O avião provoca a abertura automática do paraquedas, e um solavanco recorda-me de sua existência.
Ainda estou caindo…
Caindo…
Caindo mais devagar…
Depois de mais alguns trancos, o equipamento abre-se por completo, permitindo-me dividir, com o vento, o seu comando.

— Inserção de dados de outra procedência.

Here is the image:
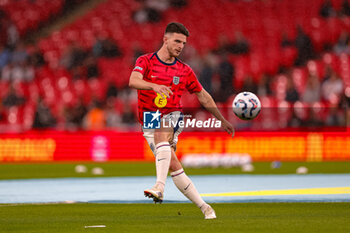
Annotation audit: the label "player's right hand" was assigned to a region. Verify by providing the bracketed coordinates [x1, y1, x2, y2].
[153, 84, 173, 98]
[222, 120, 235, 137]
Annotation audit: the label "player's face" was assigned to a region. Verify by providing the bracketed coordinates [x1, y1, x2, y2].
[165, 33, 187, 57]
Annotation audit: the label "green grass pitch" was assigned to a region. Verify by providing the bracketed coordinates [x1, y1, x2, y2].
[0, 203, 350, 233]
[0, 162, 350, 180]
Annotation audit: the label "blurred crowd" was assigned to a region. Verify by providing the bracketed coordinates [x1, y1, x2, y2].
[0, 0, 350, 131]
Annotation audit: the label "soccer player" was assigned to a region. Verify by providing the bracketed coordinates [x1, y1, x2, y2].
[129, 22, 234, 219]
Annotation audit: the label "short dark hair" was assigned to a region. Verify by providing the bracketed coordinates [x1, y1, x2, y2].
[165, 22, 190, 37]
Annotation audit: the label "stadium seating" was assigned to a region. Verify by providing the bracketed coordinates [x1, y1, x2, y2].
[0, 0, 64, 35]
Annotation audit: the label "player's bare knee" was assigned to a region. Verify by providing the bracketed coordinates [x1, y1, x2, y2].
[154, 131, 173, 144]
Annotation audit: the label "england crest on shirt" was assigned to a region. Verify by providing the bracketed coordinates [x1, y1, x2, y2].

Olho para cima e vejo o paraquedas aberto, olho para baixo e vejo o aeródromo. Grito. Grito bem alto. Balanço as pernas e faço testes com o equipamento. Não muitos, pois ainda tenho medo que ele se feche, que ele se rompa, que ele se parta. Olho para o horizonte, para o meu passado, para o meu futuro. Será que aquele pássaro está me vendo? Será que apenas ele ouviu meu grito? Será que, além de mim, apenas ele compartilha minha euforia? Espero que o pássaro se desvie. Olho para dentro de mim e vejo alguém diferente, alguém que agora sabe por que os pássaros cantam. Dentro do avião, eu ainda era uma pedra no fundo de um rio; no ar, sou uma pedra que não deixará mais de rolar.
Dormindo ou acordado, aqui estou eu, a três mil e poucos pés de altitude, admirando cada vez mais este novo velho mundo.